Книга Собрание сочинений. Арфа и бокс. Рассказы - Виктор Голявкин
Шрифт:
Интервал:
Закладка:
Открывал долго. Ирка про свет непрерывно твердила, чтобы я свет зажег, да ведь откуда я мог знать, где тут свет зажигается, понятия об этом не имел!
Только когда мы по лесенке в оркестр стали спускаться, я с трудом этот выключатель отыскал.
Выскочили из тьмы многочисленные пюпитры.
Там в углу в самом конце засверкала золотом арфа.
Я потащил туда Ирку.
Упало несколько пюпитров.
Я боялся, она вспомнит про своего артиста и уйдет, повернется и уйдет, раз его здесь нету. Она шла сюда из-за него, а мне хотелось ей арфу показать.
Я очень волновался.
Мы стояли около арфы. Вокруг была сплошная тишина. Я продолжал держать ее за руку, раз она руку свою не вырывала.

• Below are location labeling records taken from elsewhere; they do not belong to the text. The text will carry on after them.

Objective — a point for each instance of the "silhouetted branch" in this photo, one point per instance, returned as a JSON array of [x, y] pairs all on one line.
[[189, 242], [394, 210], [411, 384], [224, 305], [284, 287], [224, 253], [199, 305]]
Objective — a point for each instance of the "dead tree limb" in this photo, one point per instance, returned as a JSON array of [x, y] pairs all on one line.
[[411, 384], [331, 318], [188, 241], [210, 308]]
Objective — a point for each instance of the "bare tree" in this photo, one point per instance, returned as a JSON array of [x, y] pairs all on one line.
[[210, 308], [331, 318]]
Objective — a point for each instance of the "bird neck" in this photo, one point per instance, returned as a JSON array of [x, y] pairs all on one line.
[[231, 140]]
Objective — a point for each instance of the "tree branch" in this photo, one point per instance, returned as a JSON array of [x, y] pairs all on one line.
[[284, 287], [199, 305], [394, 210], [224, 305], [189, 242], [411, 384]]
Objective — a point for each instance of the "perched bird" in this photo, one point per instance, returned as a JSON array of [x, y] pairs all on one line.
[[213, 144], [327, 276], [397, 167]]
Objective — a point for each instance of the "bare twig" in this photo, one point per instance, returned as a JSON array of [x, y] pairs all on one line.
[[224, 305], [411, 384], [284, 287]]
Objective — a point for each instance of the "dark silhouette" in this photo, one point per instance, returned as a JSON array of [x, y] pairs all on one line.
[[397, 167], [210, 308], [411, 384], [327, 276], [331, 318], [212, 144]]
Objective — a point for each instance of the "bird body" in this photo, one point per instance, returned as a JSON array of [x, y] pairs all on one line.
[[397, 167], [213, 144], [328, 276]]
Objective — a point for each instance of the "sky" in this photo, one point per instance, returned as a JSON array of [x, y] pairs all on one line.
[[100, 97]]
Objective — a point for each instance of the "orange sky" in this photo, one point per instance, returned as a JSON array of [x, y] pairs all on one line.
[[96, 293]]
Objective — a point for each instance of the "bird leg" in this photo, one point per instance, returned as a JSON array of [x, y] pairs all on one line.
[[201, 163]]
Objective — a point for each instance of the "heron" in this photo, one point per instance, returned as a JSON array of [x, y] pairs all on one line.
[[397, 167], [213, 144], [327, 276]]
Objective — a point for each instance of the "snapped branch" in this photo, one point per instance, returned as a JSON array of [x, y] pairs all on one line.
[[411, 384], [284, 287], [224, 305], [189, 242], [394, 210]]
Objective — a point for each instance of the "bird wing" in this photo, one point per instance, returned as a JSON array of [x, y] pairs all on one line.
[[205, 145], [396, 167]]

Потом я сделал особое выражение лица и тронул небрежно струны, как Рудольф Инкович.
Она на меня таким взглядом посмотрела, если б вы видели!
А я на нее таким взглядом посмотрел, если б вы видели!
Вот тут-то и пришла мне в голову мысль поцеловать ее, тут-то я понял, что если я ее сейчас не поцелую, то неизвестно, когда еще такой случай представится, самое подходящее время, возле благородного инструмента! Но я не решался и от этого мучился. Тем более мне вдруг мысль пришла: такую штуку, как арфа, наверное, здорово подарить любимому человеку. Хотя я понимал, что никак не мог бы этого сделать. Представьте – преподносят вам на день рождения арфу! Шикарный подарок! Единственная вещь в своем роде!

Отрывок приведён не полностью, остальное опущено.